Security doesn't have to mean inspection lines or profiling.

It could mean guards walking around, like in an apartment complex or mall. It could mean people watching CCTV.

This could all be done by the airline. They don't want bombings just as much as you or I. The only difference is they don't have an incentive to create a regulation that forces people to subject themselves to embarrassment or harassment.

Where is the TSA's incentive? Justifying their existence. In one hand, you have an anti terrorist, governmental agency, which will always try to justify itself, and on the other you have a necessary expense for the airlines mandated by their public relations and to reduce bad press/events from happening.


But airlines provided the security before 9/11 and failed at that job miserably.
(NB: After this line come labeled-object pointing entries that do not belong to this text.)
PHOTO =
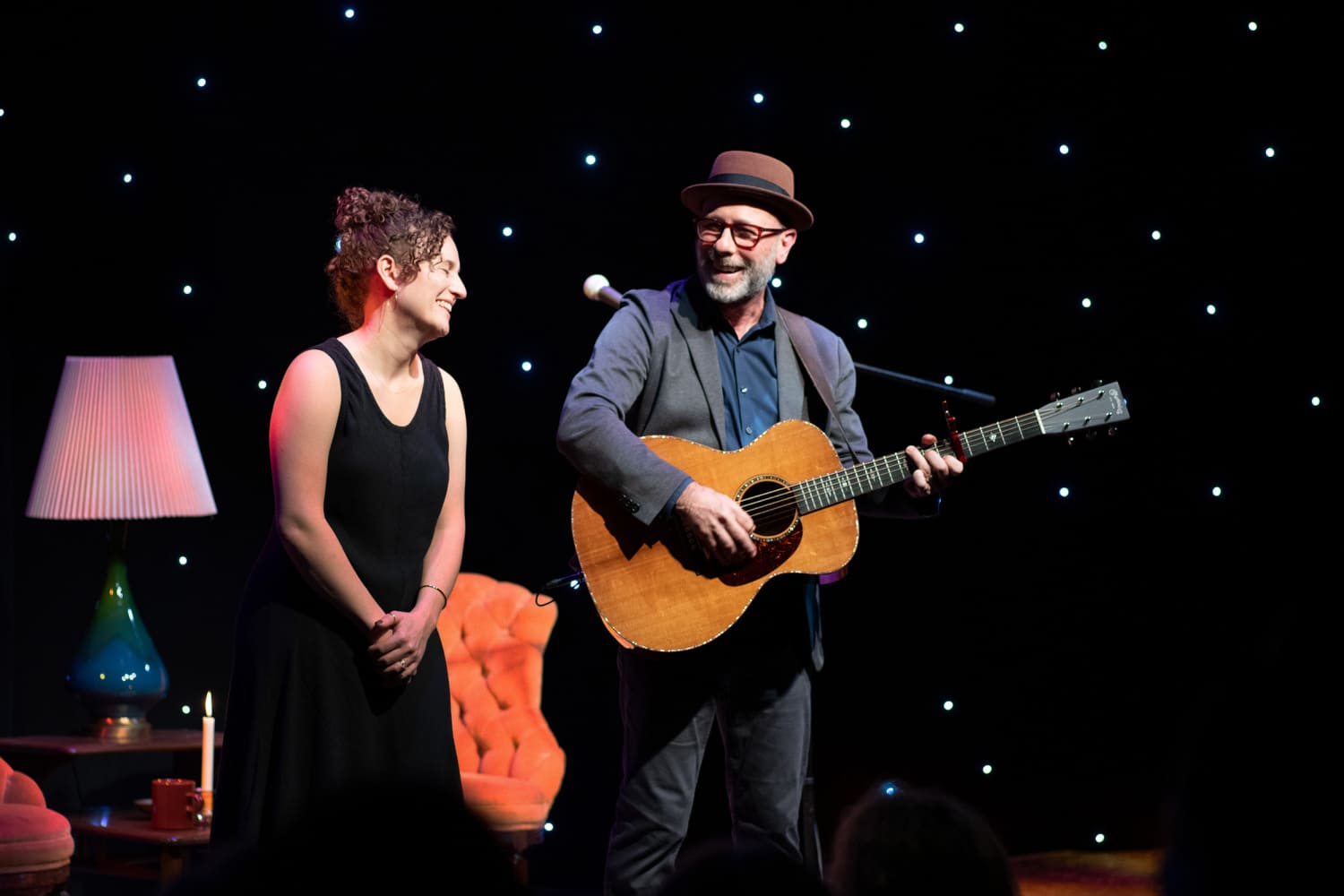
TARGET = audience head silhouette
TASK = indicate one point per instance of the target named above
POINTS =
(906, 840)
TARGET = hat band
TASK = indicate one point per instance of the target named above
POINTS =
(747, 180)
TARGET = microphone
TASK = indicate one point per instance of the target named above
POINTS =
(599, 290)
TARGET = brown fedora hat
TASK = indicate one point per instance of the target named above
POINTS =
(750, 179)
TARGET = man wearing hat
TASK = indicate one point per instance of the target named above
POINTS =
(712, 359)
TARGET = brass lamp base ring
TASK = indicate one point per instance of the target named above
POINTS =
(121, 728)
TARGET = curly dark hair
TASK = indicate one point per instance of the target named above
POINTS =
(371, 223)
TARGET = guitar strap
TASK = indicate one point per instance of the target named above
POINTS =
(806, 351)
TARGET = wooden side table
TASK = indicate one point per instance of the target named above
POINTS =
(80, 771)
(96, 829)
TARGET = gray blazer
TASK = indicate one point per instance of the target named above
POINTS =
(655, 370)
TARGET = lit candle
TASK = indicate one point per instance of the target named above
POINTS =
(207, 748)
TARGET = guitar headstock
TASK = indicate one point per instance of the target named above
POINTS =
(1083, 410)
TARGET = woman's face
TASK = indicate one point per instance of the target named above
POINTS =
(429, 298)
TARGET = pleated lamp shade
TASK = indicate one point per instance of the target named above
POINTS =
(120, 445)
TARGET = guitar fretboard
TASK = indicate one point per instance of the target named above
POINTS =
(862, 478)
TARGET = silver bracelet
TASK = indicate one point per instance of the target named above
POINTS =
(437, 589)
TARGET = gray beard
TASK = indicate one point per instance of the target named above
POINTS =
(755, 280)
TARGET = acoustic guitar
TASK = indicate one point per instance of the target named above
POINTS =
(655, 589)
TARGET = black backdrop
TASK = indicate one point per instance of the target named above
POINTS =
(1085, 640)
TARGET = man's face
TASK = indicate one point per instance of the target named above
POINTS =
(730, 273)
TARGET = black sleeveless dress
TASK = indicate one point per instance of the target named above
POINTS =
(306, 719)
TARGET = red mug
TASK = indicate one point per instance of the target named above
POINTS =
(177, 804)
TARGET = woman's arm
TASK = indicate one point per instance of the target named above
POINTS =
(301, 427)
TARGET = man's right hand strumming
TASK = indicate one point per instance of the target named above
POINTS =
(718, 524)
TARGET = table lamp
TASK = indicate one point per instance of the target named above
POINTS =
(120, 446)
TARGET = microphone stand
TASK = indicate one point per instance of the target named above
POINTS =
(970, 395)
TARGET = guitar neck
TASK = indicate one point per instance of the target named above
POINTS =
(879, 473)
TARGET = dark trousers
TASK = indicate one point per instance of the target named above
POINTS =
(757, 686)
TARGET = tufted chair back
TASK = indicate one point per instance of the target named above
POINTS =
(494, 638)
(35, 841)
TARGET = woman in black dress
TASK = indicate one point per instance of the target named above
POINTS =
(339, 683)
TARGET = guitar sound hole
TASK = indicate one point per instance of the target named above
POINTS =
(771, 505)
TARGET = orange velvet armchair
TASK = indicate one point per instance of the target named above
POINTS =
(35, 841)
(494, 638)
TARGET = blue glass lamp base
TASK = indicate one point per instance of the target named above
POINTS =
(117, 672)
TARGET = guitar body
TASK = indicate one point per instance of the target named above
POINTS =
(658, 591)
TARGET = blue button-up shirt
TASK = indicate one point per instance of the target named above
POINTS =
(750, 383)
(750, 379)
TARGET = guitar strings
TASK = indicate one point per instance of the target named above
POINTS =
(792, 495)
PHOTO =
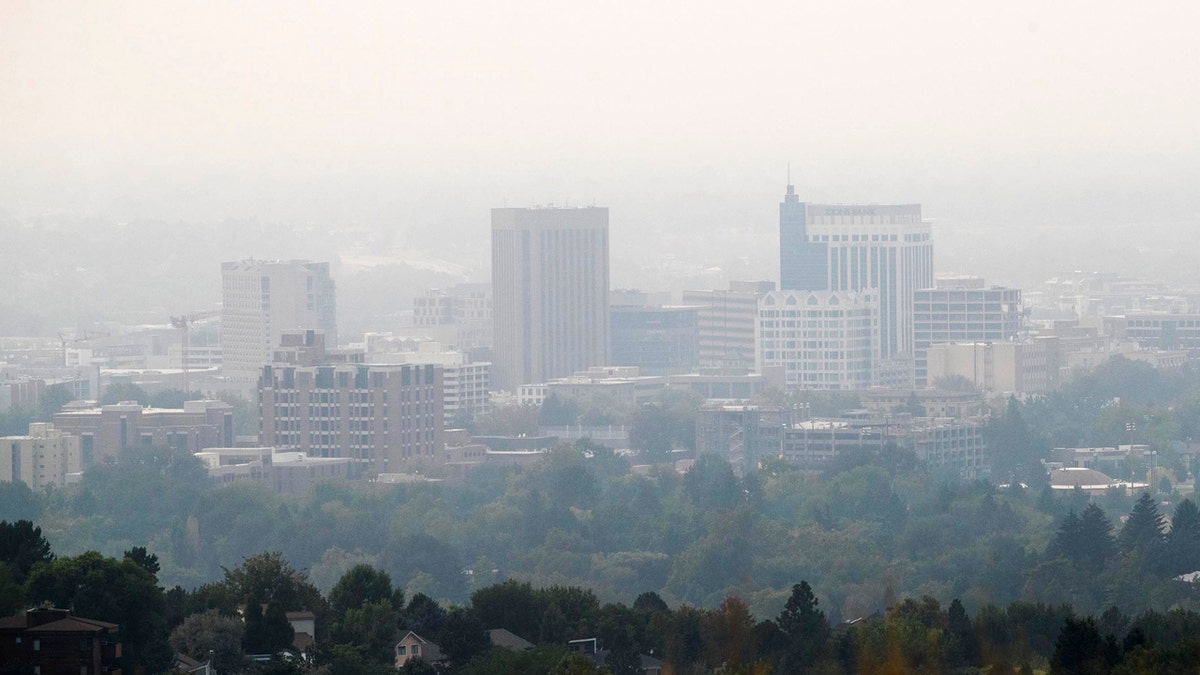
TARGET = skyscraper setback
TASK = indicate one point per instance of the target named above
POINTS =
(856, 248)
(550, 286)
(264, 298)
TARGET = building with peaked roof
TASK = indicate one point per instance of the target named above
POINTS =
(820, 339)
(52, 640)
(415, 646)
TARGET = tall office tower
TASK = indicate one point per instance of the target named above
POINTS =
(726, 322)
(263, 299)
(855, 248)
(550, 285)
(961, 309)
(820, 339)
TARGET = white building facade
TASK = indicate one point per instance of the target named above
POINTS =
(820, 339)
(264, 298)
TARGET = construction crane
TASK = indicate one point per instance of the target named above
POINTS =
(183, 323)
(77, 340)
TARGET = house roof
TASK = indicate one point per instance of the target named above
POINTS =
(73, 625)
(64, 623)
(430, 651)
(503, 638)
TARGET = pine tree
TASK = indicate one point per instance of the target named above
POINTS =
(1096, 544)
(1067, 541)
(1143, 532)
(1183, 539)
(805, 627)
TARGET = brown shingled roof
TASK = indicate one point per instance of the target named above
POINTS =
(73, 625)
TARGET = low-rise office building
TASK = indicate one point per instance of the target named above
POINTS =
(105, 431)
(46, 457)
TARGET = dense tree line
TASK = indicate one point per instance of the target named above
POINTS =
(364, 615)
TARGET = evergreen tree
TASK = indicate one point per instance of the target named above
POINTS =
(22, 545)
(1096, 542)
(1143, 531)
(805, 628)
(1183, 539)
(964, 644)
(1067, 541)
(1079, 649)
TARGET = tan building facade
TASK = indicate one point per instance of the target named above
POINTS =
(46, 457)
(384, 417)
(107, 430)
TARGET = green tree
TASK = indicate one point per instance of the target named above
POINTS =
(1085, 539)
(1080, 650)
(1143, 531)
(1013, 449)
(268, 631)
(18, 501)
(513, 605)
(143, 559)
(22, 547)
(360, 585)
(211, 633)
(804, 628)
(121, 392)
(651, 434)
(1183, 539)
(462, 637)
(109, 590)
(373, 627)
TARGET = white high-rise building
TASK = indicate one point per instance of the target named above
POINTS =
(861, 246)
(550, 286)
(264, 298)
(46, 457)
(820, 339)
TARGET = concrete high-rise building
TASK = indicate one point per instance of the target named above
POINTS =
(856, 248)
(264, 298)
(42, 458)
(657, 340)
(821, 339)
(961, 309)
(727, 322)
(550, 285)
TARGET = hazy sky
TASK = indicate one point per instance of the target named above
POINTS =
(993, 114)
(263, 87)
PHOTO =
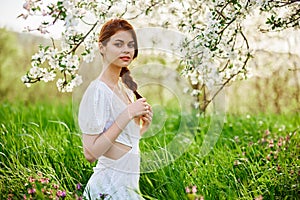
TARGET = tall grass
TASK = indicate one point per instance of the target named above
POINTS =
(255, 156)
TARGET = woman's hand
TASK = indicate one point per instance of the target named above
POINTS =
(146, 120)
(138, 108)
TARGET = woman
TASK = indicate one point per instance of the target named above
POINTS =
(111, 121)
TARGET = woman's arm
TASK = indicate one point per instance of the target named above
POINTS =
(96, 145)
(146, 120)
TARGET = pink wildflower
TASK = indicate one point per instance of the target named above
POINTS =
(271, 143)
(55, 186)
(31, 179)
(31, 191)
(194, 189)
(60, 193)
(267, 132)
(187, 190)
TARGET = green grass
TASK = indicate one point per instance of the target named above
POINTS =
(43, 139)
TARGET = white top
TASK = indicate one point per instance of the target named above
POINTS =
(99, 108)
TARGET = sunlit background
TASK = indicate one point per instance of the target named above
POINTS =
(274, 85)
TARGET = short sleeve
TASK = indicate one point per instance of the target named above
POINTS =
(93, 110)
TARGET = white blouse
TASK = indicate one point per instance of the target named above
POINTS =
(99, 108)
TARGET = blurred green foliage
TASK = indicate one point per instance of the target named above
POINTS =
(275, 87)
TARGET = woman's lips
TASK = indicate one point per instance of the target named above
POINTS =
(125, 58)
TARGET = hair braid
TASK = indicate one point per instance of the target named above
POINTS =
(129, 82)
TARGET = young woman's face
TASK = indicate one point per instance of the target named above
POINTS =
(119, 50)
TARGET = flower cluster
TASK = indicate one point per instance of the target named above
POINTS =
(80, 20)
(216, 49)
(39, 186)
(43, 187)
(192, 193)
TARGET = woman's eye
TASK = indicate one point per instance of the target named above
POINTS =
(131, 45)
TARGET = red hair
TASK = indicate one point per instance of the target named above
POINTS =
(110, 28)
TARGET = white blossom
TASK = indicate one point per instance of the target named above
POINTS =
(48, 76)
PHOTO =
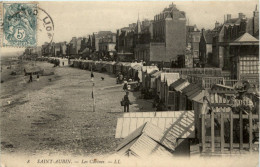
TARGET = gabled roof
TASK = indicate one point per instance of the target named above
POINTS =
(149, 69)
(177, 83)
(156, 74)
(190, 87)
(233, 21)
(156, 133)
(169, 79)
(246, 37)
(144, 143)
(173, 75)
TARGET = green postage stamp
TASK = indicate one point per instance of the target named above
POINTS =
(19, 24)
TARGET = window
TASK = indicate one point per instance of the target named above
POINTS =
(249, 65)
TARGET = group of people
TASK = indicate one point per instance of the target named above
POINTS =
(125, 101)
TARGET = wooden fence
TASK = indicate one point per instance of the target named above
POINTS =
(224, 120)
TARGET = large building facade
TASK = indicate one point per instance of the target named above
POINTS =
(166, 39)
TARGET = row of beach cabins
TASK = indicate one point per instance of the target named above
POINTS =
(184, 89)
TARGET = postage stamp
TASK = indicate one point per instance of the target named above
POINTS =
(19, 24)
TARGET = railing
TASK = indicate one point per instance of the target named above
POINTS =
(224, 119)
(205, 81)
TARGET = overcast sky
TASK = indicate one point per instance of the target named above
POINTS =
(83, 18)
Airports (not airlines) provided security against known threats. The 9/11 hijackers circumvented that bringing in box cutters, not the expected guns and bombs, and by using the planes themselves as weapons, instead of just hijacking the plane and using the hostages as leverage.

TSA is in precisely the same reactive mode: make people take their shoes off after some nut tries to blow up his shoes, etc.

Bruce Schneier: "Only two things have made flying safer: the reinforcement of cockpit doors, and the fact that passengers know now to resist hijackers."


Wrong. Items used on that day were items that were permitted through security. They weren't "missed".